Ce désastre aussi bien judiciaire qu'administratif conduit la CEDH à constater une violation de l'article 3 de la Convention. La décision n'est certes pas une surprise, mais elle suscite plusieurs interrogations sur le droit français.
D'une part, il est évidemment que l'aide à l'enfance fonctionne mal en raison des défauts d'articulation entre son pôle judiciaire et son pôle administratif. Il ne fait aucun doute que la petite Marina S. a été victime, non seulement des coups de ses parents, mais aussi d'un système bureaucratique qui n'a pas su entendre les appels des enseignants.
D'autre part, sur un plan plus juridique, on peut s'interroger sur l'attachement indéfectible de la Cour de cassation à la faute lourde en matière de responsabilité du service public de la justice, alors même qu'elle tend à céder dans bien d'autres domaines. Cette survivance apparaît aujourd'hui totalement inadaptée à une situation dans laquelle une succession de dysfonctionnements peut conduire à la mort d'un enfant. Un tel blocage de la jurisprudence risque de susciter des soupçons, car la Cour de cassation pourrait être accusée de vouloir protéger un service public judiciaire qui est dans un état de délabrement tel que les dysfonctionnements ne peuvent manquer de se produire. Mais la Cour européenne, de toute évidence, n'entend pas laisser les choses en l'état.

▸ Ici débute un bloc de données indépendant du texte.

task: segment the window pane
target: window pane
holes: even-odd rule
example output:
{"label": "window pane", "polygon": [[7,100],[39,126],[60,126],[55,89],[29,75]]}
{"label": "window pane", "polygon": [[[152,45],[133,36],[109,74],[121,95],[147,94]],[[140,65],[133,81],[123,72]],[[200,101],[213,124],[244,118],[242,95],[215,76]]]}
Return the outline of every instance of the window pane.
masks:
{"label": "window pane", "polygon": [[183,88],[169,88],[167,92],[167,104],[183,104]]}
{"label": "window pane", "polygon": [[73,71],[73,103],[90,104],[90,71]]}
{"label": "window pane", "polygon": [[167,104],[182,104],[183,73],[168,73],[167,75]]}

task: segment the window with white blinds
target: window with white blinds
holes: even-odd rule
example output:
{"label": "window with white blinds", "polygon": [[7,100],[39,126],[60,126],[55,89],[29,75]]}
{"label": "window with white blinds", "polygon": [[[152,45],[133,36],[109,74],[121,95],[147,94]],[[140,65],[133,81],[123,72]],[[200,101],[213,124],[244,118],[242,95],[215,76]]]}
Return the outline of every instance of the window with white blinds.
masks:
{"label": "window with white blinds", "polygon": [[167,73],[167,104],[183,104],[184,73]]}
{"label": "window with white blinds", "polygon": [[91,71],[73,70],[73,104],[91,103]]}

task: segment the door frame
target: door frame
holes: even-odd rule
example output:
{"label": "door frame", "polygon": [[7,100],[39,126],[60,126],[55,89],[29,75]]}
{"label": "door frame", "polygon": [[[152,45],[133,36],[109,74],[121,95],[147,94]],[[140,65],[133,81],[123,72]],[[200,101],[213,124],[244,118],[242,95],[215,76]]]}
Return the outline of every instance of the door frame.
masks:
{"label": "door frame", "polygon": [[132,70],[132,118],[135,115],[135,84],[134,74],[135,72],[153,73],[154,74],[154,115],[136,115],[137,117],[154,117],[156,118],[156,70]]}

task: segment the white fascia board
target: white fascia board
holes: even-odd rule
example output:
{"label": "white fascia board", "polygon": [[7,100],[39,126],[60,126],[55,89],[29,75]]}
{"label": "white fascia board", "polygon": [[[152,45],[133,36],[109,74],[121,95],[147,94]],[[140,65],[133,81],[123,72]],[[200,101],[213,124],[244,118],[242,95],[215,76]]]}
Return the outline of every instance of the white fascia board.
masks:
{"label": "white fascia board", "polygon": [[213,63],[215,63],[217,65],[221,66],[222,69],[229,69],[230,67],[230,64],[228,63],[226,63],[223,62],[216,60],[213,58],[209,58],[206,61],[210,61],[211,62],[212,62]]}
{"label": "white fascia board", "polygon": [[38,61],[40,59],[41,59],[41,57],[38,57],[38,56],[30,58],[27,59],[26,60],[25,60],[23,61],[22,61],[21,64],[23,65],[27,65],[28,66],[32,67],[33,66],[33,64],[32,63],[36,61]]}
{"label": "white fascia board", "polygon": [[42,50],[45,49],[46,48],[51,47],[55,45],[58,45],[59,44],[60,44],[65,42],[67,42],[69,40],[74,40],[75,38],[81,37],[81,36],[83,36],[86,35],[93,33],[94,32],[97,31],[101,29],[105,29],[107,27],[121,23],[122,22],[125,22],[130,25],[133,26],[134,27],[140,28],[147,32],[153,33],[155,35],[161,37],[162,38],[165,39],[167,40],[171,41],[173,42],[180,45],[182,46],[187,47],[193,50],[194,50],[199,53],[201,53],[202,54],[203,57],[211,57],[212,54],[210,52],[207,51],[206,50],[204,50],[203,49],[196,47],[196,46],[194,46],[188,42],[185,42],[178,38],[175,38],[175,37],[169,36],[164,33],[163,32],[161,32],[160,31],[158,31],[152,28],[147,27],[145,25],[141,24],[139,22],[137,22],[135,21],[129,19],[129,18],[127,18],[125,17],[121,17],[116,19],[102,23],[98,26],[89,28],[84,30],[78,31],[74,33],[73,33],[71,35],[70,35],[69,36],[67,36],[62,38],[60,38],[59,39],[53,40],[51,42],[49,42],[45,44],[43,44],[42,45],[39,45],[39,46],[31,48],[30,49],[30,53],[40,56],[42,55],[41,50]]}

La Cour de cassation n'a d'autr choix que d'appliquer le régime de la faute lourde, car ce sont les termes employés par le législateur depuis 1972 (actuel article L. 141-1 du Code de l'organisation judiciaire). Sauf à déclarer cet article inconventionnel, la Cour ne saurait donc s'extraire de cette condition légale, contrairement à l'ordre juridictionnel administratif qui exige la faute lourde depuis Darmont alors même qu'aucune loi ne le contraint puisque l'article L. 141-1 précité n'est pas applicable aux juridictions administratives.